I squint to push out the heady rush of seeing my stalker again. Russo’s pointing at an earring. It’s silver, cheap, and has three stones missing on the right.

My stomach flips over on itself when I see it.

My stalker’s voice echoes in my memory: To see if you’ll lie for me. I think you will.

I hate that he’s already so deep in my head. He shouldn’t know me at all, never mind knowing me this well.

“I—yeah,” I say. “They must’ve popped out last night at Faberge .”

Fuck!

Russo stares at the earring, then at me. “Don’t do this to me, G.”

“I’m not doing anything,” I say quietly.
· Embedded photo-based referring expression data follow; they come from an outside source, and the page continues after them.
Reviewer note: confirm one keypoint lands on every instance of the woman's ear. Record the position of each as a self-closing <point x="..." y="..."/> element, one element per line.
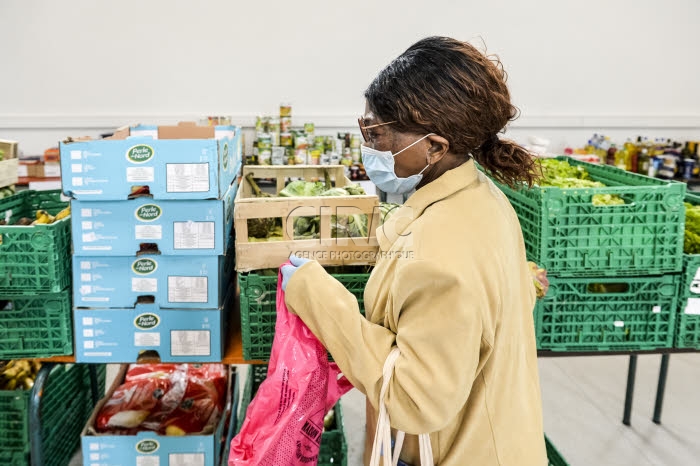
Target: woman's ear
<point x="439" y="147"/>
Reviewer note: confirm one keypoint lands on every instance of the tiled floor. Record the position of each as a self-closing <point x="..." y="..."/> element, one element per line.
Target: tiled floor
<point x="583" y="402"/>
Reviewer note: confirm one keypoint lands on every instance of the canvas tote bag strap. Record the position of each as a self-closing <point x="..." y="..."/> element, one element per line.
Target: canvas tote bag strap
<point x="382" y="436"/>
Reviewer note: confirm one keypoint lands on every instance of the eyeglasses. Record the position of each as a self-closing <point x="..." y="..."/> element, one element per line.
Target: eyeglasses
<point x="364" y="128"/>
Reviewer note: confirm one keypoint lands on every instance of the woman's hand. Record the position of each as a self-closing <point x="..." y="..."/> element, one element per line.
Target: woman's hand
<point x="288" y="270"/>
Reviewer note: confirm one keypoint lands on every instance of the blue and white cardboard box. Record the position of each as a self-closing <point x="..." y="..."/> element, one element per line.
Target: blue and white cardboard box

To you , I finish in my head.

What I’m doing, I’m doing to myself.

And I don’t want to stop. I only want to look like I want to stop. It’s killing me, knowing that as someone who’s dedicated my life to doing things the right way, I’m being forced to face down my darkest cravings and make a choice. And every time, I keep choosing the darkness.

“You want it back?”

If I didn’t know better, I’d think he might be fighting tears. He knows what happened to Serena. He and Ida are the only two people other than my parents who know the full story. That’s why he’s been so protective of me ever since I joined the force.

My heart breaks, but I know if I look out the window, there’s another man asking something of me.

And I know if I look out the window, I’ll do everything that he demands.

Because after hearing his voice this morning, I can’t make myself refuse.

He’s taken root in my head, burrowed his way into my brain, and planted something that is slowly blossoming into something dark and twisted. Reshaping me into someone different.

Someone just like him.

I shake my head. “It’s evidence now.”

Russo slips it into a bag, writes my name on the label. “I’ll let the lab know you want it returned. But no promises.”

I chance a look back at the window, but my blue-eyed shadow is gone.

Russo finishes the note, and clicks his pen shut. “You want to ride with me to the morgue? Or you got somewhere else you’d rather be?”

I meet his gaze, steady. “I’ll come.”

“Attagirl.” He hands the evidence bag to a nearby tech, and then leads the way back through the corpse of the house.

We make it to the car without incident. I check the street, the alleys, and the shadows for my stalker.

Nothing.

As Russo starts the engine, I catch my own reflection in the passenger window. My jaw is tight, hair mussed, and my soul seems to shimmer against the blue sky.

I stare at myself for a long time, wondering which part of me he wants and which parts I’ll wind up giving him.